Galway not only serves pints of black, frothy goodness, it’s also home to an ace new ‘food trend’. We headed there to speak to Guinness Master Brewer Fergal Murray, and feast upon this winning Guinness and Oysters combination

Urban myths annoy us. ‘It’s the biggest council estate in Europe.’  ‘We’ve got the most pubs per square mile in Britain.’  ‘Guinness only tastes good in Ireland…’  Annoying, aren’t they? Which is one of the reasons we’re pleased when Guinness Master Brewer , Fergal Murray, gladly refutes the last of those in a pub in Galway.
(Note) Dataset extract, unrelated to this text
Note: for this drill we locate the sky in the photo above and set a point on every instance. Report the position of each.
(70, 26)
‘It’s a complete myth. I’ve absolutely no problem drinking Guinness in London, Nigeria, Ghana, wherever. It’s a psychological thing most of the time. People convince themselves that it tastes nicer and therefore it does. Guinness has the same brewing principles wherever you go in the world, served from the same taps and made with the same techniques.’

Which kind of begs the question: what are we doing in a pub in West Ireland in the first place? Well, not only has the Master Brewer got some expert tips on how to savour the perfect pint of Guinness (see right), we want to sample some of the country’s famous oysters and discover whether this  ‘Guinness and oyster craze’  is actually worth its salt (see opposite). But let’s start with the black stuff…


Drinking the Perfect Pint

with Guinness Master Brewer, Fergal Murray

1 ‘Choose a good pub. A man should feel confident in his drinking environment.’

2 ‘Make sure the barman pulls the pint correctly. There’s a psychological impact if he gets it wrong.’

3 ‘Always look out from your pint. A confident drinker never wallows inwardly.’

4 ‘Break the seal/head to engage with the pint. You’ll make a “double-taste” of both the head and the liquid.’

5 ‘Pull the liquid under the head in two swift, long sips. Fill your whole mouth and energise your taste buds.’

6 ‘The perfectly poured pint should be drunk in seven sips³ leaving seven distinct layers around the glass.’

 

Pouring the Perfect Pint

1. Select a clean, dry, cool Guinness-branded glass.

2. Hold the glass at 45 degrees and begin to pour.

3. Gradually straighten the glass as the pouring continues.

4. When the glass is almost full, put it down and let it settle.

5. Complete the pour by topping up the pint until the head is formed, rising just proud of the rim of the glass.

6. Present with the badge facing the customer.

7. (Leave them to enjoy it.)

 

GALWAY: The Home of Oysters

Champagne and caviar is for tossers with a silver spoon lodged in their slack mouths. Guinness and oysters is the raw ‘food trend’ for real men…


THE OYSTER BAR

Moran’s Oyster Cottage

This bar is sat on an inlet of Galway Bay, 11 miles from the city. They shuck and serve both Native and Pacific oysters by the tank-load and the best way of knocking the blighters is with a hefty serving of the black stuff. Roger Moore and the Emperor and Empress of Japan have eaten here. Why? Because it’s the best oyster bar in Galway.

00 353 917 96 113

 

THE OYSTER EXPERTS

Michael Kelly (Shellfish) Ltd

Oysters are bred here in grade ‘A’ water, which is actually a mix of fresh water from the stream and salt water from the sea. Some people also believe that the mineral mix of granite to the north and limestone to the south helps flavour them. All we know is when we visited them, we picked one straight out of their sea-bed (see picture) and scoffed it eau naturale. It was proper.

00 353 91 796 120


THE OYSTER FESTIVALS

Galway & Clarenbridge
The original is in Clarenbridge (www.clarenbridge.com) and takes place on 12-14 Sep and involves lots of Guinness drinking, oyster shucking and ‘craic’ having. The other one in Galway (www.galwayoysterfest.com) takes place on 25-28 Sep and involves lots of Guinness drinking, oyster shucking and ‘craic’ having. We suggest you fly to Galway, go to one of the aforementioned and get yourself involved in lots of Guinness drinking, oyster shucking and ‘craic’ having.